A special bottle to remind us of the passing of Laurence Faller, taken too young. A 2007 Weinbach Alsace Grand Cru ‘Schlossberg’ Riesling ‘L’Inedit’, my favourite serious Alsace Riesling, that combines richness and steely purity. The memories of past vintages flooded back, but this bottle just a little soft, and maybe let down by a poor cork. The Chairman and SWMBO not quite excited, but the rest of us happier.
By all rights the 2010 Anne Gros Chambolle-Musigny 1er ‘La Combe d’Orveau’ should have been a thing of beauty. Afterall, Anne Gros is precision personified, and the 2010 vintage allowing terroir to speak, with Chambolle-Musigny a star place for such expression. Indeed, the wine was fine, fresh and lacy. Maybe too light and lean, the acidity taking control. A pretty and aromatic wine, but on a cold night a bit anaemic. The environs I’m sure affected our appreciation.
Moving onto the 1996 Ch, Pichon-Longueville Baron Pauillac. A star performer for many generations, and a recognised second growth. On a roll too, in these modern days. Talk about provenance and pedigree, this had it in spades.
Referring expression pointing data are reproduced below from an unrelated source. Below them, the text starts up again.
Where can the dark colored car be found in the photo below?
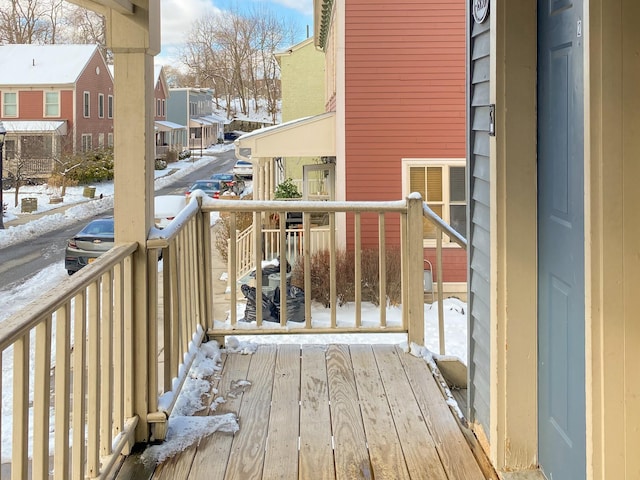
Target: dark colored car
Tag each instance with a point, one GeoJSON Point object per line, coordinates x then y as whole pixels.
{"type": "Point", "coordinates": [88, 244]}
{"type": "Point", "coordinates": [210, 187]}
{"type": "Point", "coordinates": [230, 182]}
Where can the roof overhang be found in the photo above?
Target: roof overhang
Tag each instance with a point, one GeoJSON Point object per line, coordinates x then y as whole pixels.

This bottle affected by the galloping disease of horsey brettanomyces. It stopped SWMBO in her tracks. The Chairman and I sipped on it with modest enjoyment. Fleshy to some degree, and well-structured, quite dense, but the gamey flavours building up a bit too much in the end. We forgave it because of its noble history.
Finally, another wine of equal standing. A 2007 Dr Loosen Wehlener Sonnenuhr Riesling Auslese Goldcap. Divine stuff, lusciously rich and opulent while still classy and with stylish line and length. Decadent creamy toast, with honey and citrus fruits, succulent, but refreshing, energising but satisfying. The ultimate enigmatic wine. True provenance of the site, and continuing the pedigree beautifully.